So you found a girl who thinks really deep thoughts/ What's so amazing about really deep thoughts?/ Boy you best pray that I bleed real soon, how's that thought for you? -Tori Amos, Silent All These Years
"All I ask is the chance to prove that money can't make me happy." Spike Milligan "Your whole life is on the other side of the glass. And there is nobody watching." Alan Bennett "The difference between fiction and reality? Fiction has to make sense." Tom Clancy "I have spent most of my life worrying about things that have never happened." Mark Twain (I have my doubts about the authenticity of this one, but love it anyway)
From one of the first pages of The Gift by Alison Croggon. I just love the way it's written. "Freedom was a fantasy she gnawed obsessively in her few moments of leisure, like an old bone with just a trace of meat; and like all illusions, it left her hungrier than before, only more keenly aware of how her soul starved within her, its wings wasting with the despair of disuse."
“If there are twelve clowns in a ring, you can jump in the middle and start reciting Shakespeare, but to the audience, you'll just be the thirteenth clown” -- Adam Walinsky.
Pretty much any quote by Albert Einstein "Two things are infinite - the universe and human stupidity. And I'm not sure about the universe." "The significant problems we face cannot be solved on the same level of consciousness that created them." "Imagination is more important than knowledge." "Look deep into nature, and then you will understand everything better."
Pretty much any quote by Michel De Montaigne: "I want death to find me planting my cabbages, careless of death, and even more of my unfinished garden." A good marriage would be between a blind wife and a deaf husband. My life has been full of terrible misfortunes most of which never happened. A man who fears suffering is already suffering from what he fears. Nothing is so firmly believed as that which we least know. The greatest thing in the world is to know how to belong to oneself. Let us permit nature to have her way. She understands her business better than we do.

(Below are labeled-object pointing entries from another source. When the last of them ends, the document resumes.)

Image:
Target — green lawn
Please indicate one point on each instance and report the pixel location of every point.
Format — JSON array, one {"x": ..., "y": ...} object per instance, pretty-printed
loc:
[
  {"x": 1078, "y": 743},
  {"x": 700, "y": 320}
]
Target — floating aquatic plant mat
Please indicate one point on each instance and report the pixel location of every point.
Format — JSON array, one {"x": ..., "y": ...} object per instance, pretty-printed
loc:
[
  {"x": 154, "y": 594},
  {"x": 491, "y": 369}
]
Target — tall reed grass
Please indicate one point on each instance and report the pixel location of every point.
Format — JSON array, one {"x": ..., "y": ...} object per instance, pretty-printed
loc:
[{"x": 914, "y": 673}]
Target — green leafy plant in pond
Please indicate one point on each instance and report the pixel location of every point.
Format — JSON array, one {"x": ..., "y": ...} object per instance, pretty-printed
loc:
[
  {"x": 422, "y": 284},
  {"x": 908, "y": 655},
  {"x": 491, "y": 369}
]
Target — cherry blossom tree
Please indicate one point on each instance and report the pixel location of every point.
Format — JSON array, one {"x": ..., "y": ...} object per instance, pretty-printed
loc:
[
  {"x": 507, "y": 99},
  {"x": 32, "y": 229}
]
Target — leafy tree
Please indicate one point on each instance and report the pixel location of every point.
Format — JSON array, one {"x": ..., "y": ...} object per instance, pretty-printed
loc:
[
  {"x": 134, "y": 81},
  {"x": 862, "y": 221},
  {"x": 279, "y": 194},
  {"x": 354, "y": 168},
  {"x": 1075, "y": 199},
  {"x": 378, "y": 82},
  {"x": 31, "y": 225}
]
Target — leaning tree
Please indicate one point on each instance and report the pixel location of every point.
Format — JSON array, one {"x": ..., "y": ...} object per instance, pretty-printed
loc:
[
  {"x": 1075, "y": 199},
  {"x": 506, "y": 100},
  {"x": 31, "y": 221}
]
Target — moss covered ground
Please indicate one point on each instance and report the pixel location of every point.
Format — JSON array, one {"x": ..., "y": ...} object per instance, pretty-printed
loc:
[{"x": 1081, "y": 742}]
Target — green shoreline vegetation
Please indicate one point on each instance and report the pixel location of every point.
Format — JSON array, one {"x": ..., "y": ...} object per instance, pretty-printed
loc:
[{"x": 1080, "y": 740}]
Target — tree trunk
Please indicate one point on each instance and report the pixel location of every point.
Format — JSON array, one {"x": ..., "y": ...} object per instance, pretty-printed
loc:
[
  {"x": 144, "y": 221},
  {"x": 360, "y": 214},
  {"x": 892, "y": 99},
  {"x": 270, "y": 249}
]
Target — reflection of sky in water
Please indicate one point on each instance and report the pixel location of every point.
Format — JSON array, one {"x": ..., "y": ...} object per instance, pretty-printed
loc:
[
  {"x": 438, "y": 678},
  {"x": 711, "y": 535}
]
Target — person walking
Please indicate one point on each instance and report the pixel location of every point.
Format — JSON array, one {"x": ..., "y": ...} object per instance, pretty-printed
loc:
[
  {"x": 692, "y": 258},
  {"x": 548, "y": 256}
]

I thought that was Mark Twain, but I could be mistaken. Here's one that Avi Steinberg quoted in his book The Lost Book of Mormon. The quote is by Vladimir Nabokov, and it's worth pondering by any writer: "Literature was born not the day a boy crying "wolf, wolf" came running out of the Neanderthal valley with a big gray wolf at his heels; literature was born on the day when a boy came crying "wolf, wolf" and there was no wolf behind him. That the poor little fellow because he lied too often was finally eaten up by a real beast is quite incidental. But here is what is important. Between the wolf in the tall grass and the wolf in the tall story there is a shimmering go-between. That go-between, that prism, is the art of literature."

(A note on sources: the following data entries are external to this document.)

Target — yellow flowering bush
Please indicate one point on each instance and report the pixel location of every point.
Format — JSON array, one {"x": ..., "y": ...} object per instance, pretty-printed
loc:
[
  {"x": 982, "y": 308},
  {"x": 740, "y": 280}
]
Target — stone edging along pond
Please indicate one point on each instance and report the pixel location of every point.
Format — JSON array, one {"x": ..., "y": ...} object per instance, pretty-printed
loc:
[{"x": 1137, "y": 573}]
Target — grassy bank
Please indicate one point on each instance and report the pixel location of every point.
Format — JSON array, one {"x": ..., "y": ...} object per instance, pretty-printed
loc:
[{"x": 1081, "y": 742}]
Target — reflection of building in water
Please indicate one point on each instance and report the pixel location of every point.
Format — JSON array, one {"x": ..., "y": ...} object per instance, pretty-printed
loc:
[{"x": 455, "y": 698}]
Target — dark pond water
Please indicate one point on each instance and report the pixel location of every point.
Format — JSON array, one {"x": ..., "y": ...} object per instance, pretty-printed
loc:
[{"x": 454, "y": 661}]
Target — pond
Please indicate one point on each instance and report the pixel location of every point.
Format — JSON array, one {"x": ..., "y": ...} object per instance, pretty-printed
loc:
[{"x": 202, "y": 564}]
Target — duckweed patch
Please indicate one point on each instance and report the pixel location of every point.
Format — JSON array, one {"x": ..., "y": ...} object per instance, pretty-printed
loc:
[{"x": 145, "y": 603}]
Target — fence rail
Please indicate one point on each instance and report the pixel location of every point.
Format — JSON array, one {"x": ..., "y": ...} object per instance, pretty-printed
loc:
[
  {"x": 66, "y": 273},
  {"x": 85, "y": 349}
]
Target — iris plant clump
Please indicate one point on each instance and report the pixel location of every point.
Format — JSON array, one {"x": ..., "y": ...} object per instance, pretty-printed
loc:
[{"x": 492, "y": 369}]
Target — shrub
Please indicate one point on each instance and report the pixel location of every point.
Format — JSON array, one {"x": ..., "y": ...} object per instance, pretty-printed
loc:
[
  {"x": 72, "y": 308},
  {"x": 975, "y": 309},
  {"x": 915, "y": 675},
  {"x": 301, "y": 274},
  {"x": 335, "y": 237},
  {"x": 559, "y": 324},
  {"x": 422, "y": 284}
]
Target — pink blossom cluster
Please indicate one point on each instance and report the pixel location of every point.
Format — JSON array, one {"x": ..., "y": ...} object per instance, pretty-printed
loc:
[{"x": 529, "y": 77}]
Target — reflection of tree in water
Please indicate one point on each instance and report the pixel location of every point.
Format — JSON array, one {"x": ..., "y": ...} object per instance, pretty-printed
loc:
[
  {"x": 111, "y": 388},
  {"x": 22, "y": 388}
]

And my last quote reminded me of another one, which I finally tracked down: "A writer is a world trapped in a person". -- Victor Hugo
"A plate of food will never say 'No' to you." - A college buddy ... following a discussion about girls
One of my favorite quotes is "Believe in me, who believes in you." I'm not sure where it's originally from though.
From The Great Gatsby: "I like large parties. They're so intimate. At small parties there isn't any privacy."
From P G Wodehouse... The Agee woman told us for three quarters of an hour how she came to write her beastly book, when a simple apology was all that was required. I feel that way about some authors' speeches myself
"People might look at you a bit funny, but it’s okay. Artists are allowed to be a bit different." - Bob Ross I don't know why, but I love this quote
"So, wait, the looters take over the government and we have a train crash? Holy shit, we really are living in an Ayn Rand novel." - Dan Lyke
Fine with me. I don't know Dan personally, but I enjoy his blog (www.flutterby.com), and I doubt if he'd mind being quoted - interesting guy.